As the Democratic front-runner in the Third Congressional District race, John Salazar said he is not going to become complacent as Republican candidates continue to enter a crowding field.
"We are continuing to get the name out. That is the only way to win this. I still consider myself the underdog," Salazar said.
A state representative, Salazar, D-Manassa, stopped in Steamboat Springs on Sunday to shake hands at the finish line of the Steamboat Springs Marathon and then for a campaign fund-raiser at the Yacht Club. Salazar is on a 29 county tour of Colorado in his bid for Rep. Scott McInnis' vacant seat.
Routt County rancher Jay Fetcher, who is running for the state senate seat against Sen. Jack Taylor, R--Steamboat Springs, also attended Sunday's fund-raiser and had a marathon aid stop just outside of his ranch on Routt County Road 129.
Fetcher and Salazar have been friends for more than a decade after attending an agriculture leadership class in Russia.
A few weeks ago, Salazar won a spot on the Colorado Democratic Party's Aug. 10 primary ballot when he received 69 percent of the votes from delegates at the state Democratic convention. Grand Junction Mayor Jim Spehar dropped out of the race after failing to garner 30 percent of the delegate votes at the convention.
Salazar is unsure of who his Republican opponent will be as six candidates, including Steamboat Springs resident Matt Aljanich, are vying for the seat.
Other Republicans seeking a spot on November's ballot are Greg Walcher, former director of the Department of Natural Resources, state Rep. Gregg Rippy, R-Glenwood Springs, state Rep. Matt Smith, R-Grand Junction, Pueblo County Sheriff Dan Corsentino and Delina DeSanto, a Durango real estate agent.
"It is going to be interesting. It is going to be a heck of a fight," Salazar said.
Regardless of the final opponent, one of the key issues will be water in the upcoming election, Salazar said.
Salazar, who is a fifth generation Coloradan and San Louis Valley rancher, said he recognized the importance of water. If elected in November, Salazar said, he would be the 17th member of Congress who would make his living from farming or ranching. He said Steamboat has a balancing act in attracting tourists with its water and leaving water for agriculture.

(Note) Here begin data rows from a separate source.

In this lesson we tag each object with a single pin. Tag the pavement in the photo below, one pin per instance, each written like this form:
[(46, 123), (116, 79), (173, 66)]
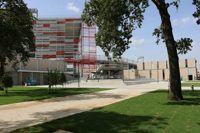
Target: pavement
[(19, 115)]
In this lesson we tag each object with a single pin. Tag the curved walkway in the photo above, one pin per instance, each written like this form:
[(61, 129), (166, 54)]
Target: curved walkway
[(24, 114)]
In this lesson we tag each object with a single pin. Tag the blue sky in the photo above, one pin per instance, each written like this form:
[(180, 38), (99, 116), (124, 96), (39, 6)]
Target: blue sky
[(143, 43)]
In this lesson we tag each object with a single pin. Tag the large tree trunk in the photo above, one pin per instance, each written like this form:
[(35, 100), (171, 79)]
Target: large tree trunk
[(175, 92), (2, 67)]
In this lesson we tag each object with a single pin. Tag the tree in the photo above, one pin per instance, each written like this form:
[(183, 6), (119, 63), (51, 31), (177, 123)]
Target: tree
[(63, 78), (7, 82), (116, 19), (16, 33)]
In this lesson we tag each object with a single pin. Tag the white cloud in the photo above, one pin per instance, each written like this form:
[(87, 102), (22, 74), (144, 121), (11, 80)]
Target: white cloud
[(137, 41), (183, 21), (72, 7)]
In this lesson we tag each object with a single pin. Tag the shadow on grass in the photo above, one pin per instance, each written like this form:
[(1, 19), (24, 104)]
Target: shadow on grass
[(100, 122), (41, 93)]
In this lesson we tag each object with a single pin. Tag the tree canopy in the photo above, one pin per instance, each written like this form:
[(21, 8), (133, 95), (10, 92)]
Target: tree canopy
[(17, 38), (117, 19)]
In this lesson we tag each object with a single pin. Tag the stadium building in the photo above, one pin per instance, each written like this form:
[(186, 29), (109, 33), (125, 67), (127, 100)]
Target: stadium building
[(68, 45)]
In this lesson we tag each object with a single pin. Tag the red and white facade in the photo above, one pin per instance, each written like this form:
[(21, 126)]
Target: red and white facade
[(66, 39)]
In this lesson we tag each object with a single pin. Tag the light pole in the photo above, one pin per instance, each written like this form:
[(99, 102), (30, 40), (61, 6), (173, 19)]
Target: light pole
[(78, 61)]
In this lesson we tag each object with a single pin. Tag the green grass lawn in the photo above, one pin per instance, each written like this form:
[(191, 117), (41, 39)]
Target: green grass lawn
[(21, 94), (149, 113), (190, 83)]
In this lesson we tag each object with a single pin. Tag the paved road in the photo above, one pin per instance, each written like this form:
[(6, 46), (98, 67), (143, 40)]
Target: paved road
[(20, 115)]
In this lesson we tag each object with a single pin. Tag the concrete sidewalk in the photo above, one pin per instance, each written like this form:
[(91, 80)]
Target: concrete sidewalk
[(25, 114)]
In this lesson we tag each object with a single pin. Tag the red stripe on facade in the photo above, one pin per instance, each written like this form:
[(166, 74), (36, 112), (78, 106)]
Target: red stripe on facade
[(76, 40), (51, 42), (60, 22), (34, 22), (46, 25), (55, 33), (48, 56)]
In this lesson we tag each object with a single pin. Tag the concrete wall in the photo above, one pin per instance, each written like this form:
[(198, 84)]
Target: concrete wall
[(161, 71), (182, 63), (148, 65), (162, 64), (144, 74), (140, 66), (130, 74), (192, 63)]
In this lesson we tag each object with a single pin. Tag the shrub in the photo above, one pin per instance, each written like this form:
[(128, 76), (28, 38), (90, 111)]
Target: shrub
[(7, 82)]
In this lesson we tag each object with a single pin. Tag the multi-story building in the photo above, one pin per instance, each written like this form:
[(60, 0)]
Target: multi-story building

"Coming from a farming and ranching background, I know how difficult it is to make a living. Without water, you don't have a living," he said.

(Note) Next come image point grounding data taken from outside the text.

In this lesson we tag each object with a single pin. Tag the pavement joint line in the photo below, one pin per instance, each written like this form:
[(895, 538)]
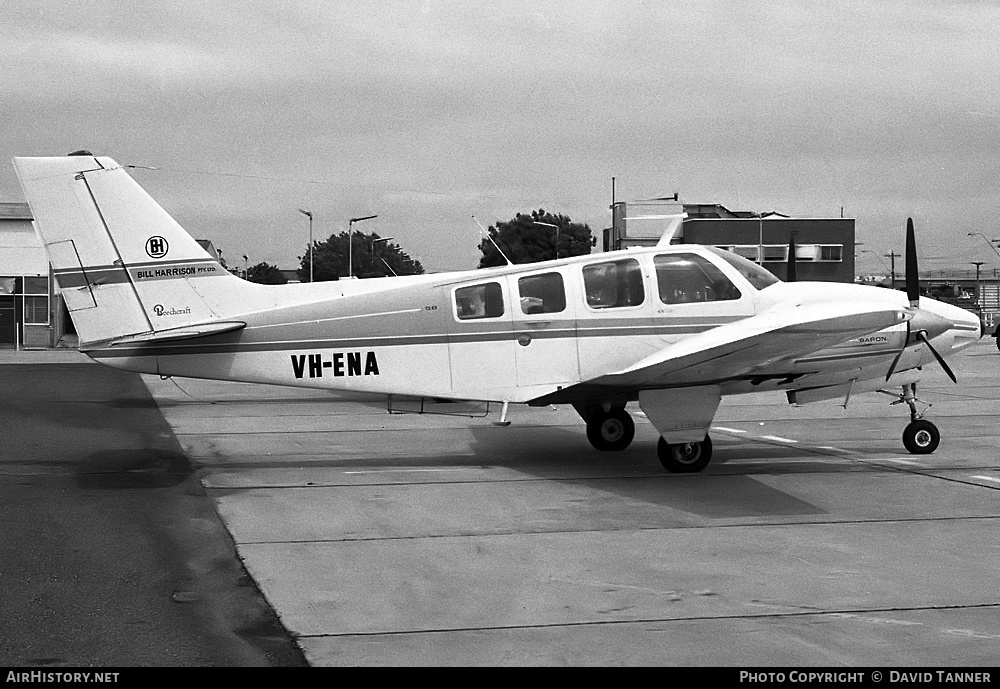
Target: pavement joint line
[(622, 529), (655, 620)]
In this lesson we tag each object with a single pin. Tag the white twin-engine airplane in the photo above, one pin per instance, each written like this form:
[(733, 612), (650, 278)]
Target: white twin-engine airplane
[(674, 327)]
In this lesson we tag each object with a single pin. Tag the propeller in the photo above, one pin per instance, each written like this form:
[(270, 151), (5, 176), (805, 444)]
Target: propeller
[(921, 321), (790, 273)]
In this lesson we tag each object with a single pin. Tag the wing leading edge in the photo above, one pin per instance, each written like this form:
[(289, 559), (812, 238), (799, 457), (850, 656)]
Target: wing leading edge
[(739, 349)]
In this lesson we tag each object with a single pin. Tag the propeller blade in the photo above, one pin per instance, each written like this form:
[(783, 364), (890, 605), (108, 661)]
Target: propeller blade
[(912, 277), (790, 274), (923, 338), (892, 367)]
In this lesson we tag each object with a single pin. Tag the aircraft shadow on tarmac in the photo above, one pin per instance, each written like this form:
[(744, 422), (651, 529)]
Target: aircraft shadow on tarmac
[(635, 475)]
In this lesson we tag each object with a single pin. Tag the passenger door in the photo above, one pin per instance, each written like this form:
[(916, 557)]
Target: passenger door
[(544, 328)]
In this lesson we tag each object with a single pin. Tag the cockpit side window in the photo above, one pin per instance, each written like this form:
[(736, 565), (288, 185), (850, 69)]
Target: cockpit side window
[(543, 293), (613, 284), (685, 278), (479, 301)]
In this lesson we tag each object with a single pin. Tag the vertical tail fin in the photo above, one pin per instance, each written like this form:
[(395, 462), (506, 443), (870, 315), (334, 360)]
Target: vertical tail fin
[(124, 266)]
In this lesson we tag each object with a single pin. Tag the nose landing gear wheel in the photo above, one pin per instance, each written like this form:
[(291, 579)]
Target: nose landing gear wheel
[(684, 458), (921, 437), (611, 431)]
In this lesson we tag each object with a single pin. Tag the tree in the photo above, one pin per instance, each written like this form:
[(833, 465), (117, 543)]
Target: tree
[(372, 256), (531, 238), (266, 274)]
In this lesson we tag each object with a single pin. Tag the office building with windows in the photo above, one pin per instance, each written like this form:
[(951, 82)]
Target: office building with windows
[(32, 314)]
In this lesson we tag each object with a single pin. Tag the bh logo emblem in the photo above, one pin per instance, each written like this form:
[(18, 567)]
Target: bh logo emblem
[(156, 247)]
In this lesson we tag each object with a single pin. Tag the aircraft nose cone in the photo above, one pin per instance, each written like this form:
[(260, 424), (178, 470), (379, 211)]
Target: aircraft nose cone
[(931, 323)]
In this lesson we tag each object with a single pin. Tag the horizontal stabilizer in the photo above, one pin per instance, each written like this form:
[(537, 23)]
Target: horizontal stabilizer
[(188, 332)]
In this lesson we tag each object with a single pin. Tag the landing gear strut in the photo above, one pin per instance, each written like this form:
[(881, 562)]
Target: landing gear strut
[(920, 437)]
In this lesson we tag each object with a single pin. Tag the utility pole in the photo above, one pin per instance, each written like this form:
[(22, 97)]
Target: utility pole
[(892, 256), (978, 289)]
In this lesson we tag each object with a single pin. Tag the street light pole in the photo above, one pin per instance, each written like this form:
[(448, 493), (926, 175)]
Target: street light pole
[(309, 215), (376, 241), (350, 243), (973, 234)]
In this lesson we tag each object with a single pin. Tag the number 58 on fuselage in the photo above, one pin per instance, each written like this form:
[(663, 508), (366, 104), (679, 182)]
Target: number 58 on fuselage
[(674, 327)]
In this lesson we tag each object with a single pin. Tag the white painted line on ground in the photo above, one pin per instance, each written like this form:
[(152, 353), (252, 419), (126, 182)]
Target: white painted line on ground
[(778, 439), (397, 471)]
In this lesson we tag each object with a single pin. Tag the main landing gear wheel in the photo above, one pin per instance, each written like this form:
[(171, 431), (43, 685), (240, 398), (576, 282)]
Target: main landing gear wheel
[(610, 430), (921, 437), (684, 458)]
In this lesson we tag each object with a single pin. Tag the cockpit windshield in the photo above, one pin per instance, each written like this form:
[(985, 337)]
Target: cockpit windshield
[(757, 276)]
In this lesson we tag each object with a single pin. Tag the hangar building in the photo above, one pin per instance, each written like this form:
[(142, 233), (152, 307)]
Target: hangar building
[(824, 247)]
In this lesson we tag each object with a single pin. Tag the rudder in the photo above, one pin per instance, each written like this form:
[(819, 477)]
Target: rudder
[(125, 267)]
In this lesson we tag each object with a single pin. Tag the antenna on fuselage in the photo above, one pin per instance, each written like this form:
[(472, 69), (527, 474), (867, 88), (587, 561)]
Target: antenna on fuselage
[(483, 230)]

National issues that Salazar is ready to tackle are deficit spending, which he worries will create high interest rates, inflation and a loss of jobs, and allowing farmers and ranchers to continue to use federal lands.
Salazar, who served in the tail end of the Vietnam War and has a son in the National Guard, said he is not in favor of pulling out of Iraq without stabilizing the country first.
Salazar is well aware of the attention brought to this race and his younger brother Attorney General Ken Salazar's race for U.S. Senate.
"It is drawing quite a bit of national attention," Salazar said. "I think it is a great opportunity."